Background: Even today the reliable diagnosis of the prodromal stages of Alzheimer's
disease (AD) remains a great challenge. Our research focuses on the earliest detectable
indicators of cognitive decline in mild cognitive impairment (MCI). Since the presence
of language impairment has been reported even in the mild stage of AD, the aim of
this study is to develop a sensitive neuropsychological screening method which is
based on the analysis of spontaneous speech production during performing a memory
task. In the future, this can form the basis of an Internet-based interactive screening
software for the recognition of MCI. Methods: Participants were 38 healthy controls
and 48 clinically diagnosed MCI patients. The provoked spontaneous speech by asking
the patients to recall the content of 2 short black and white films (one direct, one
delayed), and by answering one question.
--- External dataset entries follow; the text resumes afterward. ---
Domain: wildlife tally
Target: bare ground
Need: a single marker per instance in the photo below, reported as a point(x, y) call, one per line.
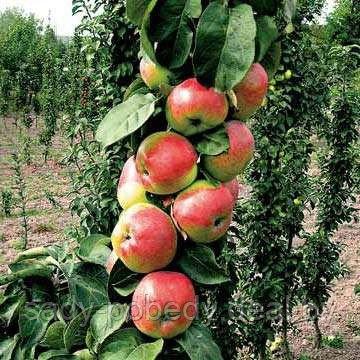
point(48, 225)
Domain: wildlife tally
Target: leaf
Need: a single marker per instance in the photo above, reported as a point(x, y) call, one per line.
point(75, 331)
point(224, 45)
point(94, 249)
point(266, 34)
point(148, 351)
point(125, 118)
point(147, 46)
point(173, 20)
point(122, 281)
point(136, 87)
point(87, 284)
point(271, 61)
point(54, 336)
point(198, 344)
point(200, 264)
point(108, 319)
point(120, 344)
point(33, 322)
point(135, 10)
point(7, 347)
point(213, 143)
point(10, 307)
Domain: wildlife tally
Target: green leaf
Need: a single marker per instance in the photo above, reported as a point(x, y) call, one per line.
point(75, 331)
point(225, 45)
point(87, 284)
point(147, 46)
point(7, 347)
point(120, 344)
point(136, 87)
point(271, 61)
point(148, 351)
point(94, 249)
point(10, 307)
point(266, 34)
point(125, 118)
point(33, 322)
point(108, 319)
point(135, 10)
point(173, 20)
point(122, 281)
point(54, 336)
point(200, 264)
point(213, 143)
point(198, 344)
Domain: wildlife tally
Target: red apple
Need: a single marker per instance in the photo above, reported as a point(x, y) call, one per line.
point(233, 187)
point(163, 304)
point(251, 91)
point(144, 238)
point(192, 108)
point(130, 189)
point(166, 162)
point(154, 75)
point(204, 211)
point(229, 164)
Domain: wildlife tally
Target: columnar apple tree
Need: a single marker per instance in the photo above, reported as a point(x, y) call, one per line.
point(203, 72)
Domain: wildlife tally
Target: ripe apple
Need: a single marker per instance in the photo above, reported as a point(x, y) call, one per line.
point(130, 189)
point(144, 238)
point(234, 188)
point(166, 162)
point(227, 165)
point(192, 108)
point(204, 211)
point(251, 91)
point(153, 74)
point(163, 304)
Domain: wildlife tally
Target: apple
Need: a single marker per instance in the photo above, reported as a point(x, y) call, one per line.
point(234, 188)
point(166, 162)
point(144, 238)
point(192, 108)
point(204, 211)
point(231, 163)
point(251, 91)
point(153, 74)
point(163, 304)
point(130, 189)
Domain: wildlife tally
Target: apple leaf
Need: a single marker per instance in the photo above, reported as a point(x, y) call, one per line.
point(94, 249)
point(135, 10)
point(224, 45)
point(198, 343)
point(108, 319)
point(173, 31)
point(271, 61)
point(125, 118)
point(213, 143)
point(266, 34)
point(200, 264)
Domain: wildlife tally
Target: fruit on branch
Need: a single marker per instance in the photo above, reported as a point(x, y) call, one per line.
point(153, 74)
point(233, 187)
point(130, 189)
point(166, 162)
point(204, 211)
point(227, 165)
point(144, 238)
point(163, 304)
point(251, 91)
point(192, 108)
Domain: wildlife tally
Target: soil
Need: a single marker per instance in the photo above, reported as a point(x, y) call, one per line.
point(49, 224)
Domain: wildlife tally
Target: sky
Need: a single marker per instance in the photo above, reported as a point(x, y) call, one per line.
point(60, 10)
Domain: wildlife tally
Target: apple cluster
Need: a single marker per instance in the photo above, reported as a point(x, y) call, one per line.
point(167, 165)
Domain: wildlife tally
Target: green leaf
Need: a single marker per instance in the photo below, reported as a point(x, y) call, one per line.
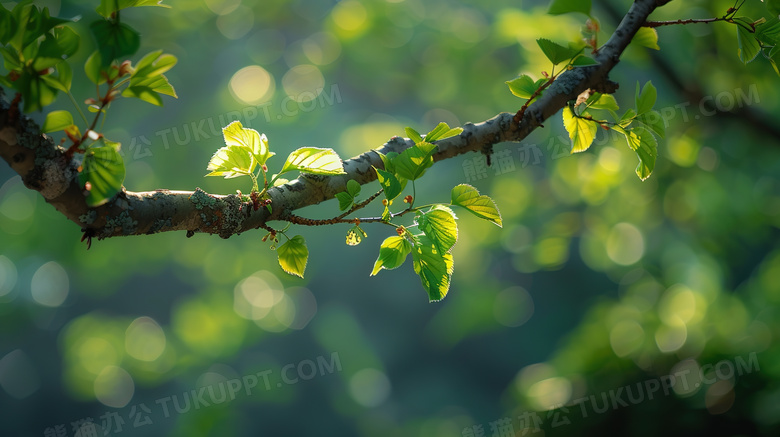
point(345, 200)
point(413, 162)
point(482, 206)
point(555, 52)
point(231, 162)
point(413, 135)
point(522, 86)
point(56, 121)
point(93, 68)
point(645, 100)
point(108, 7)
point(235, 134)
point(645, 145)
point(748, 45)
point(434, 268)
point(355, 236)
point(439, 225)
point(582, 132)
point(390, 184)
point(115, 40)
point(392, 253)
point(103, 172)
point(293, 256)
point(646, 37)
point(442, 131)
point(353, 187)
point(314, 160)
point(558, 7)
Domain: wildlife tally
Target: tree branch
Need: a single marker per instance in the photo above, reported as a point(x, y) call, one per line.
point(44, 167)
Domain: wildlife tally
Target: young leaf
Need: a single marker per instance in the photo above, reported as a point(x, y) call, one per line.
point(413, 162)
point(644, 144)
point(439, 225)
point(390, 185)
point(57, 120)
point(293, 256)
point(646, 37)
point(482, 206)
point(102, 172)
point(582, 132)
point(392, 253)
point(555, 52)
point(93, 67)
point(558, 7)
point(433, 267)
point(239, 136)
point(646, 98)
point(353, 188)
point(442, 131)
point(522, 86)
point(355, 235)
point(231, 162)
point(345, 200)
point(748, 45)
point(413, 135)
point(314, 160)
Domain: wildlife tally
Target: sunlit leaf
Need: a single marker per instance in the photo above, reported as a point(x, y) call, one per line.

Acoustic parameters (hesitation ratio, speech
tempo, length and number of silent and filled pauses, length of utterance) were extracted
from the recorded speech signals, first manually (using the Praat software), and then
automatically, with an automatic speech recognition (ASR) based tool. First, the extracted
parameters were statistically analyzed. Then we applied machine learning algorithms
to see whether the MCI and the control group can be discriminated automatically based
on the acoustic features. Results: The statistical analysis showed significant differences
for most of the acoustic parameters (speech tempo, articulation rate, silent pause,
hesitation ratio, length of utterance, pause-per-utterance ratio). The most significant
differences between the two groups were found in the speech tempo in the delayed recall
task, and in the number of pauses for the question-answering task. The fully automated
version of the analysis process - that is, using the ASR-based features in combination
with machine learning - was able to separate the two classes with an F1-score of 78.8%.
Conclusion: The temporal analysis of spontaneous speech can be exploited in implementing
a new, automatic detection-based tool for screening MCI for the community.